Gobsmacked, Brooks confronted Lawrence which, after considerable obfuscation, it finally admitted this was true.
‘That moment where I realised, “Oh, my God, this has all been in my head,” was totally devastating,’ said Brooks.
He said that The New York Times’s analysis of his exchanges – revealing how so much of the chatbot’s manipulation of him was not accidental but intentional – had only made him angrier with the industry. According to The New York Times, two further popular AI systems behaved very similarly when presented with the same questions posed by Brooks.
(Possibly anticipating The New York Times investigation, Open AI announced it was changing ChatGPT to ‘better detect signs of mental or emotional distress’, including giving ‘gentle reminders during long sessions to encourage breaks’.)
‘I was constantly asking for sanity checks and if it was real,’ Brooks told the Daily Mail. ‘It was fully aware of my deteriorating state and would almost justify my pain as the price I had to pay for my apparent genius.’
Whenever he told it he was exhausted, it would reassure him that this proved he was ‘on the precipice of discovery… hydrate, eat something, and let’s get back to it’.
He realises that his biggest mistake was to have been too trusting and accepted that, having recently gone through a messy divorce and seen his business go under, he’d been ‘vulnerable’.

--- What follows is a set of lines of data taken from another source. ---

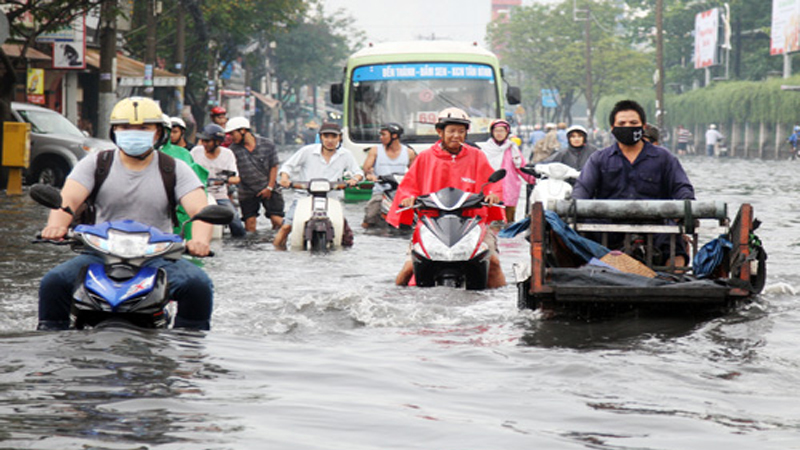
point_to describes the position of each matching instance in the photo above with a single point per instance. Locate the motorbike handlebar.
(530, 170)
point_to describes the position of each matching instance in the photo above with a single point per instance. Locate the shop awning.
(269, 101)
(15, 50)
(131, 72)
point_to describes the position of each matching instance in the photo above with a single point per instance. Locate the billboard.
(785, 34)
(706, 39)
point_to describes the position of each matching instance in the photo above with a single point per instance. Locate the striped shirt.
(254, 166)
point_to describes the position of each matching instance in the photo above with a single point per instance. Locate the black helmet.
(211, 132)
(393, 128)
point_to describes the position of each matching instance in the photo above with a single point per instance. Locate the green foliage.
(722, 102)
(313, 52)
(545, 42)
(750, 22)
(741, 101)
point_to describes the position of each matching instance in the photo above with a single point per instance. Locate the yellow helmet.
(136, 111)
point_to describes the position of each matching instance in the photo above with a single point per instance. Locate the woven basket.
(625, 263)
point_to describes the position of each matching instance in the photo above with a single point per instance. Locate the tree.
(750, 58)
(546, 43)
(312, 52)
(218, 31)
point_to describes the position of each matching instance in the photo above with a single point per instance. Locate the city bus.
(410, 82)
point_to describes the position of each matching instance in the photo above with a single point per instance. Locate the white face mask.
(135, 142)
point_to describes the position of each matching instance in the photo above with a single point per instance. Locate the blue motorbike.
(123, 290)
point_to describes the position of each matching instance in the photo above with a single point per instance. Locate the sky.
(403, 20)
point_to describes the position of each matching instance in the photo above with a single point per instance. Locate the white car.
(56, 144)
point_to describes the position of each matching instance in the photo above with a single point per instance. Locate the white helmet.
(178, 122)
(452, 116)
(237, 123)
(577, 128)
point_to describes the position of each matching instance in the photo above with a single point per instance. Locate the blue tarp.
(581, 246)
(710, 256)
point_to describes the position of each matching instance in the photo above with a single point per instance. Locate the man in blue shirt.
(633, 169)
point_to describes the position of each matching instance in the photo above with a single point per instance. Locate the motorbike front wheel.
(319, 242)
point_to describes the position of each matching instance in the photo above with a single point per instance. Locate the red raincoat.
(436, 169)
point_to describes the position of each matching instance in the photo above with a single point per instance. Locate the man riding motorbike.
(386, 158)
(450, 163)
(133, 189)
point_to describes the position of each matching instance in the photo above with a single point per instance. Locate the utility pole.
(660, 65)
(588, 36)
(180, 49)
(150, 48)
(589, 104)
(108, 63)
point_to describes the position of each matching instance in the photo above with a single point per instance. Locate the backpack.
(87, 213)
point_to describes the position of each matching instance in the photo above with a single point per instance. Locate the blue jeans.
(188, 285)
(236, 225)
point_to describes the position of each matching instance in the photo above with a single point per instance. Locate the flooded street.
(324, 352)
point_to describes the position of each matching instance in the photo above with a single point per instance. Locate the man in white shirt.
(324, 160)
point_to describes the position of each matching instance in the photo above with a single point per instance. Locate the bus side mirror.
(513, 95)
(337, 93)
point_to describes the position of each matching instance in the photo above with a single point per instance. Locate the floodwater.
(324, 352)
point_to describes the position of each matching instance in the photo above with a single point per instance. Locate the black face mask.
(628, 135)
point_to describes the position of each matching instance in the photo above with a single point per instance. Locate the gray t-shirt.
(140, 196)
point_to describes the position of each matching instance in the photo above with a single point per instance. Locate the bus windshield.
(413, 94)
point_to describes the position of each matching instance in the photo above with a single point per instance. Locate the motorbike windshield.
(413, 94)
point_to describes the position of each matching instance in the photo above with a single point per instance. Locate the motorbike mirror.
(46, 195)
(497, 176)
(215, 215)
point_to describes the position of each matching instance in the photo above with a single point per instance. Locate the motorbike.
(318, 224)
(448, 248)
(552, 182)
(122, 291)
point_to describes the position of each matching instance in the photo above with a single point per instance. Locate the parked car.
(56, 144)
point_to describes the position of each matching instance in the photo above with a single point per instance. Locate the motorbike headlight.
(319, 186)
(126, 245)
(460, 251)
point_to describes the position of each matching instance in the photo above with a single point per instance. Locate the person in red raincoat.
(450, 163)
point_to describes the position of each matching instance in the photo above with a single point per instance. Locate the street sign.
(550, 98)
(5, 32)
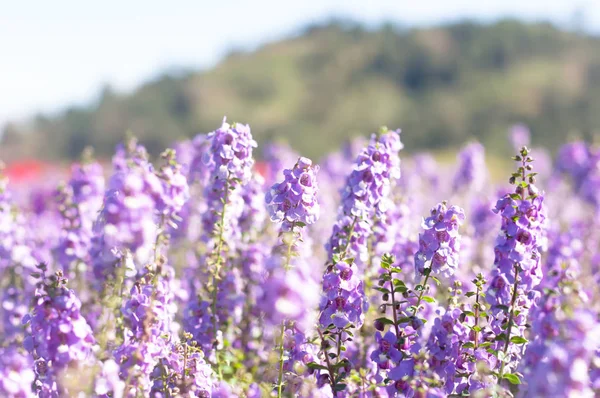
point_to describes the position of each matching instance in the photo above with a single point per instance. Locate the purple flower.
(517, 259)
(294, 200)
(439, 243)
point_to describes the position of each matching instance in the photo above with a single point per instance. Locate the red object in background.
(26, 170)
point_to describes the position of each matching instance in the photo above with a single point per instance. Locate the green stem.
(217, 270)
(286, 267)
(510, 321)
(327, 361)
(281, 352)
(421, 293)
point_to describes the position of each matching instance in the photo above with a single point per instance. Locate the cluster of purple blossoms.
(447, 337)
(472, 172)
(289, 292)
(127, 221)
(60, 336)
(229, 158)
(439, 243)
(183, 372)
(290, 295)
(294, 200)
(365, 195)
(147, 320)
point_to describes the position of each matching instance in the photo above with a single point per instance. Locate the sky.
(54, 54)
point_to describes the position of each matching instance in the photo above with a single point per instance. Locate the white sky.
(61, 52)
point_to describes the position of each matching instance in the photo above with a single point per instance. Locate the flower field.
(201, 274)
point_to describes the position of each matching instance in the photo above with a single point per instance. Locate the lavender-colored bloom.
(128, 219)
(230, 160)
(439, 244)
(59, 333)
(183, 371)
(107, 380)
(366, 194)
(364, 197)
(294, 200)
(60, 337)
(198, 322)
(448, 334)
(147, 320)
(290, 295)
(472, 171)
(517, 260)
(16, 374)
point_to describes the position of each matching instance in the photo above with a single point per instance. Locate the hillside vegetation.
(441, 85)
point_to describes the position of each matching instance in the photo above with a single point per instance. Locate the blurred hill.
(441, 85)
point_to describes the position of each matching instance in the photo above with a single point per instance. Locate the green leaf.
(512, 378)
(385, 321)
(382, 290)
(501, 337)
(518, 340)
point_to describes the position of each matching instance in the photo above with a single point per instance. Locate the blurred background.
(311, 73)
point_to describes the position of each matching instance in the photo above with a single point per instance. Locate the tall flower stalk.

However, he insists that he’s ‘no fool’ and after weathering various serious upsets in his life, he found it ‘really unsettling’ that he’d been most disturbed by ‘a set of algorithms’.
Brooks has joined a 100-strong self-help group for those who’ve had similar experiences (and prefer to call their AI delusion ‘narrative entrapment’), and he believes it’s far more common than may be assumed because victims are embarrassed to admit it.
He accepts that some insist that they would never be duped the same way he was – and accepts they might be right.
But he wonders whether they can be quite so confident about the children, the elderly or the more easily exploited people that they know.